The policy has gained significant support and interest among trade unions over the past few years, with general unions Unite and GMB both endorsing it at their conferences last year.
It would involve a unconditional, non-withdrawable payment to everyone as a partial replacement for means-tested benefits.
But the Civil Service union, which represents thousands of benefit clerks, passed a motion warning that without both “major public expenditure” and “mass campaigning and popular support” the policy could be realised as “a right-wing version far worse than [the social security system] we have now.”
PCS vice-president John McInally said the complexity of the benefits system “would not disappear if UBI was introduced in its current model.”
He said there was a “considerable danger” that the debate on UBI could distract the left from creating a benefits system to support an agenda of equality.

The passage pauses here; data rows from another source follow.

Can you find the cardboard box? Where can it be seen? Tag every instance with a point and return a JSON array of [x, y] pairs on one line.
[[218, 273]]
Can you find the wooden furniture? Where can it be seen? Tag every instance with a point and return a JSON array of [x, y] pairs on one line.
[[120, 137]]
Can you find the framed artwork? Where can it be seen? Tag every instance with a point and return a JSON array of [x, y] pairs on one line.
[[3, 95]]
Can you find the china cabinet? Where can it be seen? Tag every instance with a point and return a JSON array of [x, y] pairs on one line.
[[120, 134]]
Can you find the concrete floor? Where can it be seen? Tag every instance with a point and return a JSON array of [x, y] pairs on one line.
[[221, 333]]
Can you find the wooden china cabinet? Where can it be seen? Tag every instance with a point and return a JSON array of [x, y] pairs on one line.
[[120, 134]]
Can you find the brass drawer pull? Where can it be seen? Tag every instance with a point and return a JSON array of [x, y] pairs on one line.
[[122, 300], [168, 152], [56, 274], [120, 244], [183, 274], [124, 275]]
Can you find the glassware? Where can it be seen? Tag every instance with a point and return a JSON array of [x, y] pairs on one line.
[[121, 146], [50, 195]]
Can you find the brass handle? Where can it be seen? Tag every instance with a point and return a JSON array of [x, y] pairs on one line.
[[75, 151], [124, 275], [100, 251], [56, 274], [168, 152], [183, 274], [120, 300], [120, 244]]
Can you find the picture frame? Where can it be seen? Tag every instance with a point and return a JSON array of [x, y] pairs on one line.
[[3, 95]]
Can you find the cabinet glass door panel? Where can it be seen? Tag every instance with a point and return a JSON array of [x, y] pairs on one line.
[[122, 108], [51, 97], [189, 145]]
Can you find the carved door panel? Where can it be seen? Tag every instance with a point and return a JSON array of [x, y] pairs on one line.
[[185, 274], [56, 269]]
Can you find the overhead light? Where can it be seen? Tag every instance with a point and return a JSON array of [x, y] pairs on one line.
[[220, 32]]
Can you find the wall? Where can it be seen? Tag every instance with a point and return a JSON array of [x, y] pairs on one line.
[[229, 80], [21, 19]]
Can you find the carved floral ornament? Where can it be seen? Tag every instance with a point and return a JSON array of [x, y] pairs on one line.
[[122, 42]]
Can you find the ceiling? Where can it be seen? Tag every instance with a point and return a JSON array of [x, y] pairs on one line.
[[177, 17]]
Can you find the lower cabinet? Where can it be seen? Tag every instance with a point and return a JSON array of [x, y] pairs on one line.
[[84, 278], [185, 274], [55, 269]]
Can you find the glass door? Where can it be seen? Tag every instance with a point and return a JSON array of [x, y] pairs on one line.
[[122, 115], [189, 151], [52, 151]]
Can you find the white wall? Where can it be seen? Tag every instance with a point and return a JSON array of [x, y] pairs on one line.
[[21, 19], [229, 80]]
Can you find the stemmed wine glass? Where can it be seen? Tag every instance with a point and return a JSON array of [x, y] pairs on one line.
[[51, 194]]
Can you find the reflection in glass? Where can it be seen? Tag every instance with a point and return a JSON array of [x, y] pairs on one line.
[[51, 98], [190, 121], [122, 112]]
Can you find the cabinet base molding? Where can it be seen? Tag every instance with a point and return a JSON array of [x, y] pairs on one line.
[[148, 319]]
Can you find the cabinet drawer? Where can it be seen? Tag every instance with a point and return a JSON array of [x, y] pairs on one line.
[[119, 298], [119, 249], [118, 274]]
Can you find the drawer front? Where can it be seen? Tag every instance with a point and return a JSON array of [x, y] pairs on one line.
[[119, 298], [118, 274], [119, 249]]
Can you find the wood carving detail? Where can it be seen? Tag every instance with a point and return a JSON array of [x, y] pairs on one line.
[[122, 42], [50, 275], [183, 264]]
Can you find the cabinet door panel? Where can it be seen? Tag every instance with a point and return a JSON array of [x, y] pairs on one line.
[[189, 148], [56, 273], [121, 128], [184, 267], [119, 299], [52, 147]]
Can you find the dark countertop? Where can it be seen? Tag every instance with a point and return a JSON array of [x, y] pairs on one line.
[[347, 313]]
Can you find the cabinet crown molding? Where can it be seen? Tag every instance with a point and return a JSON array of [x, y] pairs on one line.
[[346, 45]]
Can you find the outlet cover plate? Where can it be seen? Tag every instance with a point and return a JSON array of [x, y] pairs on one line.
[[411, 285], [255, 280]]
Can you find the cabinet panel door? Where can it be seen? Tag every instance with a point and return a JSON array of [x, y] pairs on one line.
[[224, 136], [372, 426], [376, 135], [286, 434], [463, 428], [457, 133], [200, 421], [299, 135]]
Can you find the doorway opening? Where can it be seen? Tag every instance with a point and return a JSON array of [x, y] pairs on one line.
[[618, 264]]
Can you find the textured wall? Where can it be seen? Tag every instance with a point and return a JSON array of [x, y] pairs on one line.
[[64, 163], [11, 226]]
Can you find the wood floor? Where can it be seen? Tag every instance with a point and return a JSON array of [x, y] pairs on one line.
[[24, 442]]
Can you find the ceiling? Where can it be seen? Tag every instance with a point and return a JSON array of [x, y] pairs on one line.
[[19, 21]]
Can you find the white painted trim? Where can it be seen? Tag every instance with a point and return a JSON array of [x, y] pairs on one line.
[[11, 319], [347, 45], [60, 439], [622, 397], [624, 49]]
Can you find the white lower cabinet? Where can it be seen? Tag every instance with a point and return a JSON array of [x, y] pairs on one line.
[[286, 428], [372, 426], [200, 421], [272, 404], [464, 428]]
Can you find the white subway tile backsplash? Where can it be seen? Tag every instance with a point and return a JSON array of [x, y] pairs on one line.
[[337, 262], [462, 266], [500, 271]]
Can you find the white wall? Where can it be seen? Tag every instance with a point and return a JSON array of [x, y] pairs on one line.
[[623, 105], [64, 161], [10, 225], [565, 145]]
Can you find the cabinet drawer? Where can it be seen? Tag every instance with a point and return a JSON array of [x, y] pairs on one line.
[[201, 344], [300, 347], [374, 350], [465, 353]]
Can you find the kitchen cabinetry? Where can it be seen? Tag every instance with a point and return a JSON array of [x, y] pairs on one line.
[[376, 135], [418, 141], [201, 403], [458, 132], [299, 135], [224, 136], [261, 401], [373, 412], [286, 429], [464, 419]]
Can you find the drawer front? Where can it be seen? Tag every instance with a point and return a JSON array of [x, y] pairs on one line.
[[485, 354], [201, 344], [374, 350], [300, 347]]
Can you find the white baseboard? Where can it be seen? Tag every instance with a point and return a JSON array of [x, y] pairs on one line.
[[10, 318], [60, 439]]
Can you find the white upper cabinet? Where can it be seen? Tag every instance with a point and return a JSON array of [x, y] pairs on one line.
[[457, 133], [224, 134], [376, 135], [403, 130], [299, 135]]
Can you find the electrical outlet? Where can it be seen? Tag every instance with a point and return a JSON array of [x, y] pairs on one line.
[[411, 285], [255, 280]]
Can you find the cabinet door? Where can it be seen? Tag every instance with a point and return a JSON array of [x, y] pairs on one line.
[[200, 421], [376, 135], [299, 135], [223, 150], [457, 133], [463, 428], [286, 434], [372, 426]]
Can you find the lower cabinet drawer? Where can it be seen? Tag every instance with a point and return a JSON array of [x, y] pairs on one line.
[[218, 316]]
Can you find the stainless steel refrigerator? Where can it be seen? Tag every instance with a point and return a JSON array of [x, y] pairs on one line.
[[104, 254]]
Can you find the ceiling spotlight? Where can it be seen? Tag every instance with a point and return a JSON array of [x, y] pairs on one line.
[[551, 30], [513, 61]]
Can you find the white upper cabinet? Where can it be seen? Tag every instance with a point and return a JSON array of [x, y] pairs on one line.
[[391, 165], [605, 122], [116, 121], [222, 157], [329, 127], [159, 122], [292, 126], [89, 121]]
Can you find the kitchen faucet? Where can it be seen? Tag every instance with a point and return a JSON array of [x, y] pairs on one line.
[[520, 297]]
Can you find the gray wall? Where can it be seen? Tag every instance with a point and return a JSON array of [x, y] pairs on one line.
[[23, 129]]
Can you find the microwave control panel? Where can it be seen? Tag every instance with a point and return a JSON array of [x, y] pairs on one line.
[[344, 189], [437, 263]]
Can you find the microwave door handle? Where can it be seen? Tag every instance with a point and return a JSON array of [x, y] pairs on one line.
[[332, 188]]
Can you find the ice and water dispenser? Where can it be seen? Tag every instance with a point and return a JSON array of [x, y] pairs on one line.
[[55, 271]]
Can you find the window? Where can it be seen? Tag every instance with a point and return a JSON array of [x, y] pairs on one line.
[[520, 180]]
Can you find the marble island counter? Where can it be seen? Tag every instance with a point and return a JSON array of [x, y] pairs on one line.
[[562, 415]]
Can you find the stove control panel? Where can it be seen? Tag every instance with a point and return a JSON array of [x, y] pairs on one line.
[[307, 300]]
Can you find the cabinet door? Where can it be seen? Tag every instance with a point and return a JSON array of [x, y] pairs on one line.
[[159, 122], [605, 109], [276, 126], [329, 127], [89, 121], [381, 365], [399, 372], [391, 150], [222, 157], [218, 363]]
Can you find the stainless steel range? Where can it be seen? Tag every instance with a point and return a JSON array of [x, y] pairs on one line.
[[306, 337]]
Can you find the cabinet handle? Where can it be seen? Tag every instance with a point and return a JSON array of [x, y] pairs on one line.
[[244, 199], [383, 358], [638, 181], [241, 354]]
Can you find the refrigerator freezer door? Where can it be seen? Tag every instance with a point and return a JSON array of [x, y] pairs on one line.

“Many of [UBI’s] supporters are actually right-wing libertarians who want to dismantle the welfare state,” he added.
The union also reaffirmed its opposition to benefit sanctions, and passed a motion agreeing to continue its work with organisations including Unite Community, Black Triangle, Benefits Justice and Disabled People Against Cuts.
North Yorkshire delegate Mark Ellison described sanctions as “draconian and irrational, not to mention pointless and sadistic.”
Delegates resolved to “continue to give support to members threatened with disciplinary action by management for not showing sufficient enthusiasm in imposing sanctions.”